Sitemap
docs/Utilities/Sitemap

Sitemap

Discover all URLs on a website.

Sitemap

Discover all URLs on a website by parsing its sitemap. KnowledgeSDK checks multiple common sitemap locations, handles sitemap indexes (nested sitemaps), and automatically tries www/non-www variations.

POST/v1/sitemapx-api-key

Request body

urlstringrequired

The website URL to discover pages for.
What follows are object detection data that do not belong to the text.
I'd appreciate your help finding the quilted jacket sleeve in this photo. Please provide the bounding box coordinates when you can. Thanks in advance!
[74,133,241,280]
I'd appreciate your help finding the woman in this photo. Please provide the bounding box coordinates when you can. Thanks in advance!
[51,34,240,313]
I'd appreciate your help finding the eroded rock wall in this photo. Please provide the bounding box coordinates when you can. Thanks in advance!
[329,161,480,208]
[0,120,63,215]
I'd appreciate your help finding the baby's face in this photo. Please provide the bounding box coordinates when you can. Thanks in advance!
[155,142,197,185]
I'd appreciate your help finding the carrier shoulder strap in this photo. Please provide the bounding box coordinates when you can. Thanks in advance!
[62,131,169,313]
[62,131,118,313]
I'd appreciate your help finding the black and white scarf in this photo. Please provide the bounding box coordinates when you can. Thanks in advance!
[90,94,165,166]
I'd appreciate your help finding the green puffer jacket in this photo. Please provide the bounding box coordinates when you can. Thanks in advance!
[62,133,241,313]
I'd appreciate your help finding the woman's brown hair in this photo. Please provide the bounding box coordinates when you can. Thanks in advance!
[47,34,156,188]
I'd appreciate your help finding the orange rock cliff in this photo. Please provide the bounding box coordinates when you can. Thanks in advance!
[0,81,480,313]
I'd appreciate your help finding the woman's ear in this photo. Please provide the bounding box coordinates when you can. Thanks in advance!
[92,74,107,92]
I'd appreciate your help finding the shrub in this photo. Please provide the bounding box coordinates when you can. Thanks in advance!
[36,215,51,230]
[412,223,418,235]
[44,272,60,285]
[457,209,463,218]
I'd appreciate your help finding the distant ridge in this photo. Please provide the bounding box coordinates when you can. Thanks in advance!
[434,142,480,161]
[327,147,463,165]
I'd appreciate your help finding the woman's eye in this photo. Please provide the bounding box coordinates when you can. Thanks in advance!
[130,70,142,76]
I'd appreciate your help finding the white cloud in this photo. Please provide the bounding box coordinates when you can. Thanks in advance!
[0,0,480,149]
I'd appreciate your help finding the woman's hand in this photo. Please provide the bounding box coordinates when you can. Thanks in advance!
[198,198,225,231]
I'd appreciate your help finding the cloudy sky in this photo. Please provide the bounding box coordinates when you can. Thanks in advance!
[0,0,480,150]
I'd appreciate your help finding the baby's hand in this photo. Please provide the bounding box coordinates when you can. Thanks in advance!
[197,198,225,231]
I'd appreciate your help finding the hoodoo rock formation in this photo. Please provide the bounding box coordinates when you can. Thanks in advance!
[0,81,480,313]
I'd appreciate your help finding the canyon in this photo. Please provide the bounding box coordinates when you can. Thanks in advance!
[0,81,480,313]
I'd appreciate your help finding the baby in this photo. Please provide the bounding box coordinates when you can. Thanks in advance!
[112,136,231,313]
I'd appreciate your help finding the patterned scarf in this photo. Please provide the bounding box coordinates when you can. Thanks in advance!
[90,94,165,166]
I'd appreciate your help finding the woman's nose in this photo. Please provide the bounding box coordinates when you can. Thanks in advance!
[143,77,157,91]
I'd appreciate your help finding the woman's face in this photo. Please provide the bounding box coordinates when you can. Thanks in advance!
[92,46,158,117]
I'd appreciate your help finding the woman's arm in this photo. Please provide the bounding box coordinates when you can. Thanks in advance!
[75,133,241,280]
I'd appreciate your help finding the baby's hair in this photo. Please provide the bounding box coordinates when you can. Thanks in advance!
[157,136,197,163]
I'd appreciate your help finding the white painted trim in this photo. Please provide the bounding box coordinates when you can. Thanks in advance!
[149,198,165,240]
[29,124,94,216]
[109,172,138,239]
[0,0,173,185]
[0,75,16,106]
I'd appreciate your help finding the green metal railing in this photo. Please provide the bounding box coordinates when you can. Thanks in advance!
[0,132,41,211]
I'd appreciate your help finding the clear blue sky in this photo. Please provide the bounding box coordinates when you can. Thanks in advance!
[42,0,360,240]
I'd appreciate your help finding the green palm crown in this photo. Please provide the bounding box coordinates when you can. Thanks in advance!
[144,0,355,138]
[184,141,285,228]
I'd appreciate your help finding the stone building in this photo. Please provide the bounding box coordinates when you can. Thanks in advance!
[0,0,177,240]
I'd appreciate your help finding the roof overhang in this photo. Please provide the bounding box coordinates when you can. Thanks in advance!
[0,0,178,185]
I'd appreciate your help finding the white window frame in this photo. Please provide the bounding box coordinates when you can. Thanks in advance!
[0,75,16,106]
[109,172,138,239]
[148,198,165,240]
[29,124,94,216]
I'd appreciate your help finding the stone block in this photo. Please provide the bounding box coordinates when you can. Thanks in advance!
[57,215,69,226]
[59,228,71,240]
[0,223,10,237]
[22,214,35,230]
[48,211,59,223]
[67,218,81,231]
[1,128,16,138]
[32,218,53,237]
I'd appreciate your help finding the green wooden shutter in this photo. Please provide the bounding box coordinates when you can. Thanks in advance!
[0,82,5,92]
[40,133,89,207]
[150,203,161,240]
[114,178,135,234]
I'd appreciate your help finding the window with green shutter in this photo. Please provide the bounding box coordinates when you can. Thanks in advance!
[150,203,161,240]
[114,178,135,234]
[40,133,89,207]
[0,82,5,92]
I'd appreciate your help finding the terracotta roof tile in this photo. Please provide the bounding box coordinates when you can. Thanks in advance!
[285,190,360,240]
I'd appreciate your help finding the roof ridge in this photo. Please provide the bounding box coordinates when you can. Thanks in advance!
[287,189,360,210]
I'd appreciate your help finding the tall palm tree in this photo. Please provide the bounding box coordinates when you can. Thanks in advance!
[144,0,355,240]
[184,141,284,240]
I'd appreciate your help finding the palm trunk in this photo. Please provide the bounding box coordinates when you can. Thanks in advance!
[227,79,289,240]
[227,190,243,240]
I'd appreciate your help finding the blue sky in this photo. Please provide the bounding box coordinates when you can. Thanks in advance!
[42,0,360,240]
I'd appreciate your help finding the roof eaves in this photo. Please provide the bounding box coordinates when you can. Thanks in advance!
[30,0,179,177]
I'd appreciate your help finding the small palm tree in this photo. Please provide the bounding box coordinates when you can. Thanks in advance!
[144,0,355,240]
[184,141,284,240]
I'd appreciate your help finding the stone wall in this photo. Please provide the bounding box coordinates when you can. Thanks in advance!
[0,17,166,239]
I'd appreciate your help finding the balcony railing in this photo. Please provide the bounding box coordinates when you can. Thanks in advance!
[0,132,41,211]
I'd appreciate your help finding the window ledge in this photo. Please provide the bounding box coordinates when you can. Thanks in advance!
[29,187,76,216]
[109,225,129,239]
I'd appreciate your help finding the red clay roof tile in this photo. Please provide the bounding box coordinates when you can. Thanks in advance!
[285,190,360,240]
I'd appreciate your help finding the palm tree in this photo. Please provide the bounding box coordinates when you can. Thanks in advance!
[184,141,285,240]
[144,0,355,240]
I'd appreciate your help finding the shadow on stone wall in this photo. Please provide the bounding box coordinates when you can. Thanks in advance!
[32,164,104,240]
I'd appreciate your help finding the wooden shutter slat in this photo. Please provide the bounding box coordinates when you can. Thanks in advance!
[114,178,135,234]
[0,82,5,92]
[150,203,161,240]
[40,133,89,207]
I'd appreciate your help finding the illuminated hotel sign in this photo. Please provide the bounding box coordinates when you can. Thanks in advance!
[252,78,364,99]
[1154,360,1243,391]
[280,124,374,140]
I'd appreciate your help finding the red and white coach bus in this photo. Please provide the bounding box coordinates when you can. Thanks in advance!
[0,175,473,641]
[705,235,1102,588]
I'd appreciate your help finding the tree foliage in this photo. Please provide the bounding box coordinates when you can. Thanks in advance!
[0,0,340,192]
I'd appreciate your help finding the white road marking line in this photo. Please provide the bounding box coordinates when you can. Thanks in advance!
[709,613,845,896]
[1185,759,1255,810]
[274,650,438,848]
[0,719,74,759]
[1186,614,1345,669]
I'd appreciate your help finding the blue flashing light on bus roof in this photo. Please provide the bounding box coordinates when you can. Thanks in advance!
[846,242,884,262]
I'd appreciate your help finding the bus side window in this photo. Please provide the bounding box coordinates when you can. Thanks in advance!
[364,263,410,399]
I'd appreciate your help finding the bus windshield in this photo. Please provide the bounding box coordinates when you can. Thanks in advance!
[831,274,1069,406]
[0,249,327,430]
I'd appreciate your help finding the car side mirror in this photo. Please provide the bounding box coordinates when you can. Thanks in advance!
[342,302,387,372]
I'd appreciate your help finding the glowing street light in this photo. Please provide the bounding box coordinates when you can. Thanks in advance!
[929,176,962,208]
Must be a valid HTTP or HTTPS URL. You can pass any page on the site -- KnowledgeSDK will automatically locate the sitemap from the domain root.

Response

urlstring

The original URL that was provided.

urlsstring[]

An array of all discovered URLs from the sitemap (up to 5,000 URLs).

countnumber

The total number of URLs discovered.

Code examples

Example response

json snippet{}json
{
  "url": "https://example.com",
  "urls": [
    "https://example.com/",
    "https://example.com/about",
    "https://example.com/pricing",
    "https://example.com/docs",
    "https://example.com/blog",
    "https://example.com/blog/getting-started",
    "https://example.com/blog/api-reference"
  ],
  "count": 7
}

Sitemap discovery

KnowledgeSDK checks the following sitemap locations in order and stops as soon as it finds valid results:

1
Standard paths

Checks /sitemap.xml, /sitemap_index.xml, /sitemap/sitemap.xml, and /wp-sitemap.xml on the given domain.

2
Sitemap indexes

If a sitemap index is found, KnowledgeSDK fetches up to 10 child sitemaps and merges all discovered URLs.

3
www/non-www fallback

If no sitemap is found on the original domain, KnowledgeSDK tries the alternate version (adds or removes www.).

The sitemap endpoint returns up to 5,000 URLs. For websites with larger sitemaps, the results are truncated. The count field reflects the number of URLs returned, not the total on the site.